That is just plain wrong, depriving a man of his property because it is not the right brand. I used to favor Arsenal. I cannot root for O2.


----------



## Blue Hills (5 Jun 2020)

Gravity Aided said:


> Whoah! Color Telly? That's pretty fancy!


The first colour telly i saw was i think in the states. Though i was in rural Lancashire. A primary school teacher was showing us his slides. He"d been to visit some friends in the states and snapped a pic of this wonder in action.


----------



## Gravity Aided (5 Jun 2020)

Warner Brothers' cartoons like Bugs Bunny, Daffy Duck, and Foghorn Leghorn with all the violence intact. Great comedic timing, entertaining, and a lesson or two in how the world actually works. Who doesn't want to see a 16 ton weight dropped on a malevolent coyote?


----------



## JPBoothy (5 Jun 2020)

Dogtrousers said:


> Kind of off topic, but to do with stadium sponsorship.
> 
> A mate of mine took his daughters to an event at the Millennium Dome O2 Stadium. He bought a cup of coffee from a coffee chain outlet as they emerged from the tube. As they entered the O2 he was stopped by security. "Excuse me sir, you are carrying a cup of _<Chain X>_ coffee. You can't bring that in here. This is a _<Chain Y>_ stadium." And they took his coffee off him.


Again, slightly off the OP's topic but -

I can't understand who makes the decision (and why) to put sticky tape over the brand name of a presenters shirt/hoody/coat on tv shows. Would it be to stop free advertising being given to that manufacturer, or would the manufacturer want paying for the advertising of their brand without their consent? Why disguise just the clothes then and not the vehicles they drive?


----------



## figbat (5 Jun 2020)

It is probably to cover a brand that is a competitor to an endorsed brand.


----------



## JPBoothy (5 Jun 2020)

Gravity Aided said:


> Warner Brothers' cartoons like Bugs Bunny, Daffy Duck, and Foghorn Leghorn with all the violence intact. Great comedic timing, entertaining, and a lesson or two in how the world actually works. Who doesn't want to see a 16 ton weight dropped on a malevolent coyote?


Yes, I think my Dad and I were still laughing out loud to the Warner Bros cartoons you have mentioned when I was in my teens. Sadly a lot more of the previously silent ones are now having voices added to them, and the later kids programmes such as Bob the Builder, Fireman Sam & Horrid Henry (even Thunderbirds) are now filmed in CGI which just seems to lack the same warmth and gives a more 'sterile' look to them. I accept that things have to be updated for the new generation, but it's a shame to change the classics. I suppose it just demonstrates the lack of imagination that today's writers have if they can't think of anything new.
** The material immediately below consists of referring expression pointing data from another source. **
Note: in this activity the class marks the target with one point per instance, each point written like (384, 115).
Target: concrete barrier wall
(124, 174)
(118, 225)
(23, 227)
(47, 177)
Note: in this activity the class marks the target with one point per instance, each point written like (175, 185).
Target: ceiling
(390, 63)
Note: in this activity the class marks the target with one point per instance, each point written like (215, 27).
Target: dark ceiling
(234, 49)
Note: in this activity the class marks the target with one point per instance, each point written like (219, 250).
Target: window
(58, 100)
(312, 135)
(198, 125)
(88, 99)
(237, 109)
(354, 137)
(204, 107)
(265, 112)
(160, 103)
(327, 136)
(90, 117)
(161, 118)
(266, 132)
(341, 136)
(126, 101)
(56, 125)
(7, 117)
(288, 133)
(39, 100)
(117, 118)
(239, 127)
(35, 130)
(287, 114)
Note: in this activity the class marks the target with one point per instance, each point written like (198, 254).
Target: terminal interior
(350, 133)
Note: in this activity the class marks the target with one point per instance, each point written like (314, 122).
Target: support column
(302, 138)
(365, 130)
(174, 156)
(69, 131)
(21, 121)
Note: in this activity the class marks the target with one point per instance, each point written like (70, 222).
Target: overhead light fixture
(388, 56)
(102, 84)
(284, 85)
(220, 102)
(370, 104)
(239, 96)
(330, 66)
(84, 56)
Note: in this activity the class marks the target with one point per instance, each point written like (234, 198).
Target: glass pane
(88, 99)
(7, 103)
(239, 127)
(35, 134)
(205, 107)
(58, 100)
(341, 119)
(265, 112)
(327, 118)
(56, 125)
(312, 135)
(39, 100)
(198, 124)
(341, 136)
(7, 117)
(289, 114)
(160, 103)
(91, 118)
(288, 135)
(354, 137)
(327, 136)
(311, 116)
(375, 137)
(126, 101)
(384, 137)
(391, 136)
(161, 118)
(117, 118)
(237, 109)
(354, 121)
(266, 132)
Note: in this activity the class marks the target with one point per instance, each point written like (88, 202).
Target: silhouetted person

Every film has at least one sequel these days too.


----------



## rogerzilla (5 Jun 2020)

Gravity Aided said:


> Who doesn't want to see a 16 ton weight dropped on a malevolent coyote?


Also, I really wanted to work for the ACME company. They made some great stuff.


----------



## freiston (5 Jun 2020)

Dogtrousers said:


> ...On the bike, although my chain pretty much never comes off these days, I miss being able to use the friction lever on the front mech to coax it back on without stopping. Indexed mechs might be efficient and ergonomic and all that, but a friction one is like having an extension to your hand.
> 
> I miss cotter pins too. I used to really enjoy ... just kidding. Good riddance to the buggers.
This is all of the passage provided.